OpenAI just dropped GPT-5.4, and it’s not a minor update. This is the first general-purpose AI model with native computer use capabilities that actually beats human performance on desktop tasks. It also packs a 1 million token context window, a new tool search system that cuts API costs by 47%, and benchmark scores that put serious pressure on Claude and Gemini.
We dug into the features, tested the claims, and compared it head-to-head with the competition. Here’s everything you need to know about GPT-5.4 in 2026.
What Is GPT-5.4?
GPT-5.4 is OpenAI’s latest frontier AI model, released on March 5, 2026. It’s available across three platforms simultaneously: ChatGPT (as GPT-5.4 Thinking), the OpenAI API, and Codex.
In plain terms, GPT-5.4 combines the best of OpenAI’s recent advances in reasoning, coding, and agentic workflows into one model. It takes the coding chops from GPT-5.3-Codex, improves how the model handles professional tasks like spreadsheets and presentations, and adds a major new capability: it can control your computer.
OpenAI also released a premium tier called GPT-5.4 Pro for users who need maximum performance on the hardest problems.
Key specs at a glance:
- Context window: up to 1 million tokens (standard 272K, extended 1M)
- Max output: 128K tokens
- Native computer use (API and Codex)
- Tool search for efficient tool selection
- Available to Plus, Team, and Pro ChatGPT users
Key Features That Matter
1. Native Computer Use
This is the big one. GPT-5.4 is the first general-purpose model OpenAI has shipped with built-in computer use. It can look at screenshots, figure out what’s on screen, and return structured actions — clicks, typing, scrolling — for an agent harness to execute.

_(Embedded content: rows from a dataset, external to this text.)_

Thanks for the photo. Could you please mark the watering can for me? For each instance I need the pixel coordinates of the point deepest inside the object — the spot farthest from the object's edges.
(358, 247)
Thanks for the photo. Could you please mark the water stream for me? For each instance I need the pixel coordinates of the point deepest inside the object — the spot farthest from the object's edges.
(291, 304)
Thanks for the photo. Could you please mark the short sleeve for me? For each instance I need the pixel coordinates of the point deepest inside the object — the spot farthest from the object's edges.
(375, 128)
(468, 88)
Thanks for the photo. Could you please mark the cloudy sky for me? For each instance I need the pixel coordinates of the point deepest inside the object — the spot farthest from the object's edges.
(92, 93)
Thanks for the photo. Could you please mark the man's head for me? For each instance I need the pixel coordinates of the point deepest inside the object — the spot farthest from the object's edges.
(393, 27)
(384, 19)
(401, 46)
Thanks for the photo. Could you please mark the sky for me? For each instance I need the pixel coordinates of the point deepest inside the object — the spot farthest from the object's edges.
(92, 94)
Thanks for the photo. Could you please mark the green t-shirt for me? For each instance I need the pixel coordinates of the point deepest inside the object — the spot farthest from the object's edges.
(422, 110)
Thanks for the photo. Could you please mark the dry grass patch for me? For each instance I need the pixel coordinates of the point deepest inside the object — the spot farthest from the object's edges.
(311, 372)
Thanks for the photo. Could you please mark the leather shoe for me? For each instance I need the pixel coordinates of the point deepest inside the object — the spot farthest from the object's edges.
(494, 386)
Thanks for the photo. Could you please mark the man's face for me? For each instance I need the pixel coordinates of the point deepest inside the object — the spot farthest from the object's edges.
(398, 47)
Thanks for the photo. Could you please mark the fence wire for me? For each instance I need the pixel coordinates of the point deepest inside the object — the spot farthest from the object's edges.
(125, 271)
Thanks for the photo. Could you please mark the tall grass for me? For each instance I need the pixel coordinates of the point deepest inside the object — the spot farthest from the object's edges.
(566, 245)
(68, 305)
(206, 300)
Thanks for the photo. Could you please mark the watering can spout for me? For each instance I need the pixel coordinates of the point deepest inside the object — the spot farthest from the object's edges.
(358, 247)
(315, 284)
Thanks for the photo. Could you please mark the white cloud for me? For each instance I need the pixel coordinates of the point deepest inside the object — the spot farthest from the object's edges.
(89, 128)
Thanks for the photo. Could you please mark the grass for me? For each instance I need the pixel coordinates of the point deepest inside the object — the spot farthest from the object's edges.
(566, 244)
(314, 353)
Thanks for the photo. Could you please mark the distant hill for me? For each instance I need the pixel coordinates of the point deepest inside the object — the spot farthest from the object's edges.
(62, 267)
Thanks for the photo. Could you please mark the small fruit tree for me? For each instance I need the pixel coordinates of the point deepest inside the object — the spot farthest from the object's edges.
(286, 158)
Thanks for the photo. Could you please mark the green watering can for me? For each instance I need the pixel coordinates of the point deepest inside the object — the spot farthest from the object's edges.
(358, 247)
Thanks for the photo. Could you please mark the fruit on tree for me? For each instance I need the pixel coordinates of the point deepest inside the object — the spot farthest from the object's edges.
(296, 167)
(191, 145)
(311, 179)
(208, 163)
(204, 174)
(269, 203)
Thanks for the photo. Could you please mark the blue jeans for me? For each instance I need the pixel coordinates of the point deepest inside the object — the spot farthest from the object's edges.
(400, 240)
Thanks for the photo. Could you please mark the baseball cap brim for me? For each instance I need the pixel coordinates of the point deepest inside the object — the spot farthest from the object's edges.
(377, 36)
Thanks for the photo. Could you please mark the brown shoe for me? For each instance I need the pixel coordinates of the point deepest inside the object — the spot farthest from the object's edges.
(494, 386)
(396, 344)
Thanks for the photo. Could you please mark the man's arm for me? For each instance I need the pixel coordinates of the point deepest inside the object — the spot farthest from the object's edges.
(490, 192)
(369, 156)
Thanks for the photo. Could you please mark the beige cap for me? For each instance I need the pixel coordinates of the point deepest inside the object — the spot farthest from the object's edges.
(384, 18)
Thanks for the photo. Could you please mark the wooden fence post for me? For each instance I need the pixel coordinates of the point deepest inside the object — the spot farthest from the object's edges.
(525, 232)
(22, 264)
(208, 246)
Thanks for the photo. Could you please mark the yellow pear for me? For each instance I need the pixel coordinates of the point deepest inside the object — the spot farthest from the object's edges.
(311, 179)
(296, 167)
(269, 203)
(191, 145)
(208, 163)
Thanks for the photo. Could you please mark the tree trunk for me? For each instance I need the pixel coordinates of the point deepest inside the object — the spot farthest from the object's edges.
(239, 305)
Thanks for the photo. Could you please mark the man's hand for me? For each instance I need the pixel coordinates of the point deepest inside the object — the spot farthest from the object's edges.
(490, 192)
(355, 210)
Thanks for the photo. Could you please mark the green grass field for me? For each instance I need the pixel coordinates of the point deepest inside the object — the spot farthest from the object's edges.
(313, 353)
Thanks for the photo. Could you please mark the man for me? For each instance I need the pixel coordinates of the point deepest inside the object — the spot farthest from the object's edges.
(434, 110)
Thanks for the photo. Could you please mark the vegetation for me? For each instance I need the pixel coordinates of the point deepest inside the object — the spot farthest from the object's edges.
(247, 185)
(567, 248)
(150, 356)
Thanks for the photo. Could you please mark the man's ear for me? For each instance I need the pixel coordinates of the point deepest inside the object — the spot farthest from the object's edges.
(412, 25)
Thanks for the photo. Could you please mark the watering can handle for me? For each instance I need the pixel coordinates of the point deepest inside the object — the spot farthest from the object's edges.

This isn’t theoretical. On the OSWorld benchmark, which tests whether AI can actually navigate operating systems and complete real desktop tasks, GPT-5.4 scored 75.0%. Human experts score 72.4%. That makes it the first AI model to beat human performance on this benchmark.
2. 1 Million Token Context Window
GPT-5.4 supports up to 1.05 million tokens of context. That’s roughly 750,000 words — enough to feed it entire codebases, legal document sets, or multi-year financial reports in a single call.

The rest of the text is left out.